The club qualified seven athletes, the most since 2005, coach Joe Howdyshell said. Of the seven skiers on the young squad, only two had previously competed at nationals.
"There were five newbies, and I was expecting more of a learning experience with some good results," Howdyshell said. "I was hoping for good results but I wasn't really expecting it (at nationals)."
The coaching staff set a goal last year of four top-10s; they exceeded expectations to finish the week with eight.
On March 5, the competition began with the classic sprint, an event in which Rocky Mountain competitors don't generally do terribly well. Nevertheless, the Summit club qualified four athletes into the heats (top 30), an improvement from only one last year. To boot, each of the qualifiers made it into the semifinal rounds of head-to-head racing.
"That was definitely a highlight for us because we wanted four (total) top-10s and we got three in the first day," Howdyshell said. "That was a sign of things to come. That was pretty cool."
The biggest surprise on the day was Taeler McCrerey skiing to a seventh-place finish in the Classic Sprint.
Then on March 7, Tucker McCrerey (Taeler's big brother) was in the pack of three racers in the mass-start 15k skate race.
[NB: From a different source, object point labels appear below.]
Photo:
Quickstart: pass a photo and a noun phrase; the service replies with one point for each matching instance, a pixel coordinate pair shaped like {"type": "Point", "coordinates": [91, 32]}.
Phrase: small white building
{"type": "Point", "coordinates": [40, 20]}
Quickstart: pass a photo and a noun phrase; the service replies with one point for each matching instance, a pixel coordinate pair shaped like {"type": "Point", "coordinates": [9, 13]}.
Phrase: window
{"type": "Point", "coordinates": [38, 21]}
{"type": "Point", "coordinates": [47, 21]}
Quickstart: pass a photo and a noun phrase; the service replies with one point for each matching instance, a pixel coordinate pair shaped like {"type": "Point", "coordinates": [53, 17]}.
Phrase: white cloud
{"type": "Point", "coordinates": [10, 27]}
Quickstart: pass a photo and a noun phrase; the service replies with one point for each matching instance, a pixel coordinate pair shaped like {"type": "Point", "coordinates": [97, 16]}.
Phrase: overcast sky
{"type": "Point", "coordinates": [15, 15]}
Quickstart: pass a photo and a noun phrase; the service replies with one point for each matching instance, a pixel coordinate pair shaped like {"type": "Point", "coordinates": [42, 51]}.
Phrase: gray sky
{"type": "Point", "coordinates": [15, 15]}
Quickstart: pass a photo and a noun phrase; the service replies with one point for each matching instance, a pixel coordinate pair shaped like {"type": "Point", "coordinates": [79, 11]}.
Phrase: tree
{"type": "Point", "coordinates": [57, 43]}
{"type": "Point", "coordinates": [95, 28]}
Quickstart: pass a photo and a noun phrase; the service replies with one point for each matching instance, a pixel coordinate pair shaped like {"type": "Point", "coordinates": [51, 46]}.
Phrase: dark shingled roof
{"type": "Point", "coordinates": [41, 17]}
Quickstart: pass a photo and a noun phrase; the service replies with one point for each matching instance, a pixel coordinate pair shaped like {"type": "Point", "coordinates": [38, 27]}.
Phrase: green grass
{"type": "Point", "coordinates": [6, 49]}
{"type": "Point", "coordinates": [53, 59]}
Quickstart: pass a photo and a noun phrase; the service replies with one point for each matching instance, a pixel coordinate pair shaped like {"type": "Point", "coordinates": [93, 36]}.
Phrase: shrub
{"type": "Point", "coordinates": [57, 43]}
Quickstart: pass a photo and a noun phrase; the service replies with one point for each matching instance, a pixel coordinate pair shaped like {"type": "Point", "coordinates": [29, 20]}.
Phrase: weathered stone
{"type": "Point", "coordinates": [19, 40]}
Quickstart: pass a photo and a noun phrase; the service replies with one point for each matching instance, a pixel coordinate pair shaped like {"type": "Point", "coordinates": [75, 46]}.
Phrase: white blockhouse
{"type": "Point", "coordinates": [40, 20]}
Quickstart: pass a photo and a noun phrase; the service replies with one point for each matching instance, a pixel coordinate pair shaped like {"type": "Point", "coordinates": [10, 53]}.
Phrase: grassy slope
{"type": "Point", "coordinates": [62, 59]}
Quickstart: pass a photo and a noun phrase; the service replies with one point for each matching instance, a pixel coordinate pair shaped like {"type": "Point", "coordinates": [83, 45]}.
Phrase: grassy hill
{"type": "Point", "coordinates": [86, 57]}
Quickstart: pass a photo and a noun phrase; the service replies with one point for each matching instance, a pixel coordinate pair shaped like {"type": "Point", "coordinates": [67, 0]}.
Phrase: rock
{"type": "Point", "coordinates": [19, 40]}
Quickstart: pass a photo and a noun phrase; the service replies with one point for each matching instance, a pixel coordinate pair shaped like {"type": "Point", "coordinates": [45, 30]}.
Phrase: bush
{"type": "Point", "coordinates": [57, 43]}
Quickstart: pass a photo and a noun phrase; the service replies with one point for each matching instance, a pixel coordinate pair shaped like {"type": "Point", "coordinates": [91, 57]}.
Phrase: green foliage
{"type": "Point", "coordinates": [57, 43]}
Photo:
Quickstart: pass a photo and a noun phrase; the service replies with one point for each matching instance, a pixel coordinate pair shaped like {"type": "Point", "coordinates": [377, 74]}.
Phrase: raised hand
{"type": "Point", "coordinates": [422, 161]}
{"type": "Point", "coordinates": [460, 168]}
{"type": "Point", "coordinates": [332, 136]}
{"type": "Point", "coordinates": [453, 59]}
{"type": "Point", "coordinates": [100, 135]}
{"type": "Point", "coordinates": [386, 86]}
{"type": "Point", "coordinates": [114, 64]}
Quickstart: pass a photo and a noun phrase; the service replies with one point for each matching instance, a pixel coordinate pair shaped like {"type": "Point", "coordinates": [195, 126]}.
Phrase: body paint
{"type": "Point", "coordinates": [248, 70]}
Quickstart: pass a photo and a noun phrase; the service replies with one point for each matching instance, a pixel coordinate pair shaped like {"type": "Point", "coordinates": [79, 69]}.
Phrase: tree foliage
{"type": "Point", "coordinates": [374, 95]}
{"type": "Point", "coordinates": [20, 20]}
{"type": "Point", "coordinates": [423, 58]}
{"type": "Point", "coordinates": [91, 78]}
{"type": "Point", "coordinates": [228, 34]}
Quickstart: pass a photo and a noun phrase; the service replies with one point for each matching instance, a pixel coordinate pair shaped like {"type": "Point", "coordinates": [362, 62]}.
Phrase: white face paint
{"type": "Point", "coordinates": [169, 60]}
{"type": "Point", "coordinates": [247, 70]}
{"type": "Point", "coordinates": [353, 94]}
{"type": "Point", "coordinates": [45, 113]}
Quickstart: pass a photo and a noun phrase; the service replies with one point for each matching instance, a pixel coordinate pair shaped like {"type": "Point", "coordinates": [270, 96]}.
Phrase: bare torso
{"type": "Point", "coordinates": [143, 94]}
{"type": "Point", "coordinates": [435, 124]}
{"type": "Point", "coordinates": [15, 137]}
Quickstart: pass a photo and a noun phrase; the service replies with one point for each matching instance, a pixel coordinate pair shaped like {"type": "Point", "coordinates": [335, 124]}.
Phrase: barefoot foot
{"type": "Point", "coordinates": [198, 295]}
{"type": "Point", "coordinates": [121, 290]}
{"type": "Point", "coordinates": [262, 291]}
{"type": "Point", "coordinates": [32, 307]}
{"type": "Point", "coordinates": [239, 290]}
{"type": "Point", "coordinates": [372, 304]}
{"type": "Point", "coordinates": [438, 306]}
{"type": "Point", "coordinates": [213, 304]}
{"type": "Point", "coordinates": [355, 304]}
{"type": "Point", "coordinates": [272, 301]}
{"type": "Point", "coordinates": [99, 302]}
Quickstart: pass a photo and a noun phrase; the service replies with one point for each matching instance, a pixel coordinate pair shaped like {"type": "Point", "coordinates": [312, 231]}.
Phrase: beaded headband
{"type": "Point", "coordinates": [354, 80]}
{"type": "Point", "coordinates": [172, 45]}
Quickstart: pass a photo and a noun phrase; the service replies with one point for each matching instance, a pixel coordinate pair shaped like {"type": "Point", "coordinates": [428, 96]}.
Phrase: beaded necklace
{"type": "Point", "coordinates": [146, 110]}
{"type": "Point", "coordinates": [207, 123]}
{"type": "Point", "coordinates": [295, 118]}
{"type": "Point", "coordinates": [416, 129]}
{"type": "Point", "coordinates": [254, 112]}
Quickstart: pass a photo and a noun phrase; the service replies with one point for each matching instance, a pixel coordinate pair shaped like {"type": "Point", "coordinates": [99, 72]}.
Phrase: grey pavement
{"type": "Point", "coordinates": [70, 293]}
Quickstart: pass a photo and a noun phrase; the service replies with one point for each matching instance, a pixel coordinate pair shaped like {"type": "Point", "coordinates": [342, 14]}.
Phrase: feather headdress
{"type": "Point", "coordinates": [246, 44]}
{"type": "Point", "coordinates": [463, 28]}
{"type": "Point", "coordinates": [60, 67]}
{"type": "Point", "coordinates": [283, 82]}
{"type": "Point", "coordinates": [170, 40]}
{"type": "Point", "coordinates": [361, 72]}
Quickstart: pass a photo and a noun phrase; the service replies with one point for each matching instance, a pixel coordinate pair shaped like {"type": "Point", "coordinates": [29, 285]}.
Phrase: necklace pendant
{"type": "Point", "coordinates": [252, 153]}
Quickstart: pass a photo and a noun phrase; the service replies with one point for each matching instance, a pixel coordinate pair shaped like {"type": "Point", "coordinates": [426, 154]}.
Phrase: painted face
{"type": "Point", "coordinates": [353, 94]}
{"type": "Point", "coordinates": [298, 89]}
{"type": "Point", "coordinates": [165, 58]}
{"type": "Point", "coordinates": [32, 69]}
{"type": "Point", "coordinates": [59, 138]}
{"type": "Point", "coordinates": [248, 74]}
He and one of the other guys got tangled up with about 200 meters left in the race, and McCrerey dropped back to fourth.
But that day, the race went to Henry Trowbridge, who started in bib 57 after falling in the prolog and moved up to an eighth-place finish.
Friday was the individual start classic race, highlighted by Jackson Hill, who hasn't been racing much classic due to a bad back, yet finished in the top 10 in one of the toughest age groups.
"It was by far the best classic race of his life," Howdyshell said.
On the final day, Saturday, Tucker McCrerey anchored the team for the OJ boys (18-19-year-olds), representing the Rocky Mountain region, which went on to win the national championship.
Howdyshell said year-round dedication led to the strong results.
"This is the first year in many years that we've had a summer program," said Howdyshell. "I sat down with most of these kids in May of 2011, and they set out some pretty strong goals. ... Almost without exception, they came to five or six practices per week all summer long. They really, really dedicated themselves and put a lot of time and hard work into it."